In his opening address, Prime Minister and Minister of Foreign Affairs H E Sheikh Mohammed bin Abdulrahman bin Jassim Al Thani emphasised that rising geopolitical tensions among global powers, leading to the resurgence of nuclear proliferation threats and new conventional wars, pose significant challenges with catastrophic consequences extending beyond national and regional borders into cyberspace.
This year, the Forum is being held under dangerous security conditions due to the genocide in the Gaza Strip, and its repercussions are reflected in southern Lebanon and the Red Sea destabilizing the entire region.
As the Prime Minister highlighted, the emergence of multiple competing centres of influence and conventional wars between major powers as serious threats to the international system, citing the war in Ukraine as an example. This conflict has disrupted global energy markets and severely impacted food security, with the crisis in Sudan further destabilizing Africa. Additionally, political polarization and escalating tensions between the United States and China have profound effects on global supply chains and international trade.

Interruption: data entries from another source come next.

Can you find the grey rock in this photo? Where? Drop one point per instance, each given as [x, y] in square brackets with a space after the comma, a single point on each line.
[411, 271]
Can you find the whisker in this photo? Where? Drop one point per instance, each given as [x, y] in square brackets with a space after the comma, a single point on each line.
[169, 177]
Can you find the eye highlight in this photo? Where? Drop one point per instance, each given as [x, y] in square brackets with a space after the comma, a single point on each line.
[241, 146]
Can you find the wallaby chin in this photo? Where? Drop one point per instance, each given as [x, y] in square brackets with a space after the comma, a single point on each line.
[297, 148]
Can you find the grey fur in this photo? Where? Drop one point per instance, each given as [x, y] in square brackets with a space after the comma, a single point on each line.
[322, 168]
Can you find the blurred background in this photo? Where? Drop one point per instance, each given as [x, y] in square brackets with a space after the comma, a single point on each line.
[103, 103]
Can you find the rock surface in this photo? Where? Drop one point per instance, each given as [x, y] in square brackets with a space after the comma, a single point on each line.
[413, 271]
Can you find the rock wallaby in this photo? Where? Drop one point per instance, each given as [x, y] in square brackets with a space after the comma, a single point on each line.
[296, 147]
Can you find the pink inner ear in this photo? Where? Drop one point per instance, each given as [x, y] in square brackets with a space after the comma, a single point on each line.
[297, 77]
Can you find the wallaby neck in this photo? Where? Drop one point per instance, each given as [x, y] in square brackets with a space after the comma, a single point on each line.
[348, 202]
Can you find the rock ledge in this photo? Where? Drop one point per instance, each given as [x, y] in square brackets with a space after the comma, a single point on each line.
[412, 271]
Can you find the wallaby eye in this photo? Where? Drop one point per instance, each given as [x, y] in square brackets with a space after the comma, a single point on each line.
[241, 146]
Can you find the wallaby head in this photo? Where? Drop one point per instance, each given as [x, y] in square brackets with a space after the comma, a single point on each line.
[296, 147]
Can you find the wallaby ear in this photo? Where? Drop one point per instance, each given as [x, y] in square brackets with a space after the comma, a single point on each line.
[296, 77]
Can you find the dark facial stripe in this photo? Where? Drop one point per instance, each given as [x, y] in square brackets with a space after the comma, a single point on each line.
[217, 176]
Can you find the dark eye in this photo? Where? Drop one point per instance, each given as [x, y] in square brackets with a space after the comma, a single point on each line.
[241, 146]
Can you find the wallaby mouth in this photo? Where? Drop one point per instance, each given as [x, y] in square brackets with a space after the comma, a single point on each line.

The forum is taking place while the world is facing unprecedented threats to global peace and security that include wars, cyber-attacks, espionage, environmental disasters, humanitarian crises, and mass migrations. The ongoing genocide in the Gaza Strip which has resulted in thousands of casualties and continues to worsen the humanitarian crisis is a real-world example of regional peace threats. The Prime Minister pointed out that policies of occupation, forced displacement, and collective punishment do not resolve conflicts but exacerbate them. Intensifying conflicts lead to increased humanitarian consequences, such as mass exodus and illegal immigration driven by poverty, state failure, collapsing political structures, and extremism fueled by despair and hopelessness.